PERSATUAN
INSINYUR INDONESIA
Persatuan Insinyur Indonesia atau
disingkat PII (dalam bahasa Inggris The Institution of Engineers Indonesia –
IEI) adalah organisasi profesi yang didirikan di Kota Bandung pada tanggal 23
Mei 1952 untuk menghimpun para insinyur, termasuk sarjana teknik dan sarjana
sains yang bekerja di bidang keteknikan di seluruh Indonesia.
Sejarah
Sejarah Persatuan Insinyur Indonesia
(PII) dimulai pada tanggal 23 Mei 1952 ketika Ir. H. Djoeanda Kartawidjaja dan
Prof. Ir. R. Roosseno Soerjohadikoesoemo berkumpul bersama kawan-kawannya sesama
insinyur Indonesia di Aula Barat, Fakultas Teknik Universitas Indonesia Bandung
(sekarang menjadi ITB) di Jl. Ganesha 10, Bandung. Pada saat itu jumlah
insinyur Indonesia baru sekitar 75 orang.

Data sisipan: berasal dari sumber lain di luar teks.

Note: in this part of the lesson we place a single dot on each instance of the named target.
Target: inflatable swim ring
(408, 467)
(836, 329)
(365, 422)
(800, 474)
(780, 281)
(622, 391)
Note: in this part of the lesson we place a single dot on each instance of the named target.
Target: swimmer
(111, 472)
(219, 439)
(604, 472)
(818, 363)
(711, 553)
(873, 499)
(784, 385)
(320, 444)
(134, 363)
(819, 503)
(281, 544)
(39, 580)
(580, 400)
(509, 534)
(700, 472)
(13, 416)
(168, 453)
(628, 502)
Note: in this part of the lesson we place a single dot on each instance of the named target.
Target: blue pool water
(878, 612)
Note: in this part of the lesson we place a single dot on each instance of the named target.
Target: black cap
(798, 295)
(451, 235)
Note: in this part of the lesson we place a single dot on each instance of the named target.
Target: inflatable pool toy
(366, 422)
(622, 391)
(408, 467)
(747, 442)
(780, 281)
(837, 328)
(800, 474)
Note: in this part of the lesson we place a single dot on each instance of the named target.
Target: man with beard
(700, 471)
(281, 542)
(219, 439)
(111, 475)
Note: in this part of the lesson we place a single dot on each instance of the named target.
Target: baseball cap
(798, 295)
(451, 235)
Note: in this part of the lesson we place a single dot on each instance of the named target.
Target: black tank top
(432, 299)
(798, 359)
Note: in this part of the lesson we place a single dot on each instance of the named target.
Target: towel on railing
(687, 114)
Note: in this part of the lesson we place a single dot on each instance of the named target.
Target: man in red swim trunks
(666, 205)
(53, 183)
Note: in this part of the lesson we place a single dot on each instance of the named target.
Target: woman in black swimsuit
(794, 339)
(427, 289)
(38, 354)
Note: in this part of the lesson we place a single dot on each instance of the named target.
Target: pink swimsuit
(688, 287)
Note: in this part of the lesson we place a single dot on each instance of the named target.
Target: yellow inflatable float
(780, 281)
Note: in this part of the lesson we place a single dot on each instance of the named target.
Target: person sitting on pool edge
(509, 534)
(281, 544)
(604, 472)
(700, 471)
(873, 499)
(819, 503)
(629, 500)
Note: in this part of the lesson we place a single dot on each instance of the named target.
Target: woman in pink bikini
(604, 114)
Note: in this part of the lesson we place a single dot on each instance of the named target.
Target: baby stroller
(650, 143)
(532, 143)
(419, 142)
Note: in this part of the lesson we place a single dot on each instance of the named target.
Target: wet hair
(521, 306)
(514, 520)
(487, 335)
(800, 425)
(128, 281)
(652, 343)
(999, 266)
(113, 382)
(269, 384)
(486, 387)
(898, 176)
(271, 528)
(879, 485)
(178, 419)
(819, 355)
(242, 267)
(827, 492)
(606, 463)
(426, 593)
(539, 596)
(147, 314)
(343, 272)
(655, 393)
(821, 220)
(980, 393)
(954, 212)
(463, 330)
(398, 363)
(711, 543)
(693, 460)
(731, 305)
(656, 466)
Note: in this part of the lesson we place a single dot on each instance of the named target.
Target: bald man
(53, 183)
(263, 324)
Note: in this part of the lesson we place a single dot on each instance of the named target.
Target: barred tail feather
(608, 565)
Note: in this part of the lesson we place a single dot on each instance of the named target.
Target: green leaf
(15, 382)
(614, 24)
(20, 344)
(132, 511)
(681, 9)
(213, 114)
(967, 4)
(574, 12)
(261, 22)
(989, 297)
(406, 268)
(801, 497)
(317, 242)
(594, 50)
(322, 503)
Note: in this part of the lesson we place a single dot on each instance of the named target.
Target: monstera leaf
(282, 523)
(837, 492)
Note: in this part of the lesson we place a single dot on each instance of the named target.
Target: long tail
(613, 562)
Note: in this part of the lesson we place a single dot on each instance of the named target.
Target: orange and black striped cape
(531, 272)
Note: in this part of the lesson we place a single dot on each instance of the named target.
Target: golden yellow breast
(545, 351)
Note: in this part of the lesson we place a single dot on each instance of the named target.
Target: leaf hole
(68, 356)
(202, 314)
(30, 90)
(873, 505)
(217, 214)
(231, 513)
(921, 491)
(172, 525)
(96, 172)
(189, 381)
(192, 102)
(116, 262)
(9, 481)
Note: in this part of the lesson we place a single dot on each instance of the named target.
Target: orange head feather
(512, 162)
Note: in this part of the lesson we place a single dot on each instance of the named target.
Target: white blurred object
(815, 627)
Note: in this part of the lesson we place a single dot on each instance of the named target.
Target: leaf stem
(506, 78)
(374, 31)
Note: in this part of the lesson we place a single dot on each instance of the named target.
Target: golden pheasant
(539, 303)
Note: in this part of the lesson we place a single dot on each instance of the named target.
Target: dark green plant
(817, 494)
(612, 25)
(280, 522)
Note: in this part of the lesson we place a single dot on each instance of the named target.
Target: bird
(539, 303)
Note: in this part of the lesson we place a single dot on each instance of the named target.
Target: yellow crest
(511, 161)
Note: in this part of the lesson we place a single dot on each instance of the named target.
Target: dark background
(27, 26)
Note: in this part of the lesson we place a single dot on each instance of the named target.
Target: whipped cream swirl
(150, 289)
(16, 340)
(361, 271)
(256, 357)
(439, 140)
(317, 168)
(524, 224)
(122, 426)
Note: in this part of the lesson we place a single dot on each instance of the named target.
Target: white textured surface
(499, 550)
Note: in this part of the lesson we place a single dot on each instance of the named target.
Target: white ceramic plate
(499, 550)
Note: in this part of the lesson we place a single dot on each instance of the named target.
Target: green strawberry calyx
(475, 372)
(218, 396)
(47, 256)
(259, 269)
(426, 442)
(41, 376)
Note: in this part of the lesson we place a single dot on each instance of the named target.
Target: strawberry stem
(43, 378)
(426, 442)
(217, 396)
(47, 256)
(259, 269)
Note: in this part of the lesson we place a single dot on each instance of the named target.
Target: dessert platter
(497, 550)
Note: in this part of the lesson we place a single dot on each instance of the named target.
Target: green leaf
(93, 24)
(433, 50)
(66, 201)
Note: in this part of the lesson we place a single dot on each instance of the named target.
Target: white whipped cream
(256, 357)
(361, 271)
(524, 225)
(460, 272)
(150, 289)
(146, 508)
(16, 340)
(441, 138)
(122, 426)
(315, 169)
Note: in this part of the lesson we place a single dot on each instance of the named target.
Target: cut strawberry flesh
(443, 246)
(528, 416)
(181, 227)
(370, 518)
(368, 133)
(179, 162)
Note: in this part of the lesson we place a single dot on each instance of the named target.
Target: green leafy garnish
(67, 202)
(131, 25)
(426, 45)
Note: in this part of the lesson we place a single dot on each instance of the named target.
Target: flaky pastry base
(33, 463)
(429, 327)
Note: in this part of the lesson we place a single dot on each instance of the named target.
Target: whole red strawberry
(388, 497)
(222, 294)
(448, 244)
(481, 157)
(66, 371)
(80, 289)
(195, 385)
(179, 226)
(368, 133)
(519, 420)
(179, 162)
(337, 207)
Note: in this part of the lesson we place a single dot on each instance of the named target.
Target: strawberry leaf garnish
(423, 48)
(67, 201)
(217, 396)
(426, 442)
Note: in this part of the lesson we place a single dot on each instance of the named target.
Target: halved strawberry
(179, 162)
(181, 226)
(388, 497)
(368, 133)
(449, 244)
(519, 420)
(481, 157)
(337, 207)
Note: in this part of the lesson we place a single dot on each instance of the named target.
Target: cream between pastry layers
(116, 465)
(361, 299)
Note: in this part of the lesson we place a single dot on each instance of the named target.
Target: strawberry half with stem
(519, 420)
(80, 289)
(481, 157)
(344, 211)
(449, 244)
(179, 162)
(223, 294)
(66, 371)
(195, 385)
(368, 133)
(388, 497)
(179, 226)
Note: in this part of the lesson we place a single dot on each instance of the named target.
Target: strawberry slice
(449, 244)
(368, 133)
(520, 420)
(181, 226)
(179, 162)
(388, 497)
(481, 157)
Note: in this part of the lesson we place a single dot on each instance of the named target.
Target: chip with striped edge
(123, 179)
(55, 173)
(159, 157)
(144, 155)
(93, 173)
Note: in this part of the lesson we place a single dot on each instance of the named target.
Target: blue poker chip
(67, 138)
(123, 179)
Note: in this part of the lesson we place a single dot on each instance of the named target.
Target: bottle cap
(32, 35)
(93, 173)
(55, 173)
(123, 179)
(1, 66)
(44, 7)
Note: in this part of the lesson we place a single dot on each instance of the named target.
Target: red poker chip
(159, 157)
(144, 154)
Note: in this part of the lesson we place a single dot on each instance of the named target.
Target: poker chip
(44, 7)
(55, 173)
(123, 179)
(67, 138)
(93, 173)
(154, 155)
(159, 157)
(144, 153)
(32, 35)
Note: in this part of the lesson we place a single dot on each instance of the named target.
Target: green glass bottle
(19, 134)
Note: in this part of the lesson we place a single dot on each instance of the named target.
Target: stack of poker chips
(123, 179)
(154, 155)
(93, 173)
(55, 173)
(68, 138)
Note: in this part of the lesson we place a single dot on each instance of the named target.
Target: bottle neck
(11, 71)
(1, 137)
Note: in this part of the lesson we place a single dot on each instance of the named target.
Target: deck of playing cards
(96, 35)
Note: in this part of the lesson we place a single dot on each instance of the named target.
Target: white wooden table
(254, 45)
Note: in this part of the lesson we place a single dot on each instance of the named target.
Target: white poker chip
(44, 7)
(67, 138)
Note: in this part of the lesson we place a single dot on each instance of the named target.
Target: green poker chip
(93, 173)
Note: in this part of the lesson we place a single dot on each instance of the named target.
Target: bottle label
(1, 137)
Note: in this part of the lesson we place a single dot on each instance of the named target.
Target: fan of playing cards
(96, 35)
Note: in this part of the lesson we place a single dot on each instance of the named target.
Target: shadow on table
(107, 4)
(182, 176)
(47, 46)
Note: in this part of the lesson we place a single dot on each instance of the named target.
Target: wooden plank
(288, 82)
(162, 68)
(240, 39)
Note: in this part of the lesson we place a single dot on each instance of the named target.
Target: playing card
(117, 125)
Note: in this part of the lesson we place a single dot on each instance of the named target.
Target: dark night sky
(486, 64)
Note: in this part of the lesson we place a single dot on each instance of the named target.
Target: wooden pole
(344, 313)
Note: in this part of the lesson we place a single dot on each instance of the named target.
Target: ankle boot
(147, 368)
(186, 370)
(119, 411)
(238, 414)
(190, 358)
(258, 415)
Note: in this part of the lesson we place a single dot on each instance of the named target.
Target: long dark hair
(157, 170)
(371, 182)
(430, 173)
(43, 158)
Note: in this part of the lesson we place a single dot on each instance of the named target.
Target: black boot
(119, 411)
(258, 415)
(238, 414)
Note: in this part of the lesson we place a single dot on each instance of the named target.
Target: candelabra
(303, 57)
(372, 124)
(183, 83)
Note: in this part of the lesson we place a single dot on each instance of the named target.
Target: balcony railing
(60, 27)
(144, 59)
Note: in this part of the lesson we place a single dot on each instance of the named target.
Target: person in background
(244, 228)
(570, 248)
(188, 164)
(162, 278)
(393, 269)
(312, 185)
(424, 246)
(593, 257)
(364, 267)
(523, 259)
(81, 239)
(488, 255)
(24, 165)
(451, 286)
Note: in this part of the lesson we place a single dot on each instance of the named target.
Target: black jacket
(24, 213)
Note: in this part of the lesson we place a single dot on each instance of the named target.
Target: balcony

Sementara tanggung jawab yang harus
dipikul sangat besar. Untuk itu disepakati untuk membuat Persatuan Insinyur
Indonesia dengan tujuan untuk mempererat kerja sama para insinyur agar dapat
menjadi kekuatan yang nyata untuk membangun negara dan bangsa Indonesia. Pada
tahun 1957, PII juga menjadi salah satu motor utama berdirinya Institut
Teknologi Bandung (ITB). PII adalah organisasi profesi tertua kedua di
Indonesia setelah IDI.
Dalam
sejarahnya PII telah banyak menelurkan cendekiawan-cendekiawan dan
profesional-profesional yang memegang peranan penting di tanah air kita dalam
beberapa dekade ini. PII di dalam menjalankan proses kaderisasi insinyur
melalui continuous development program (CPD) yang isi programnya selain
berisikan pengetahuan keinsinyuran (sains dan teknologi) juga menitikberatkan
pada pengenalan dan pemantapan pembahasan mengenai ‘etika profesi Insinyur’.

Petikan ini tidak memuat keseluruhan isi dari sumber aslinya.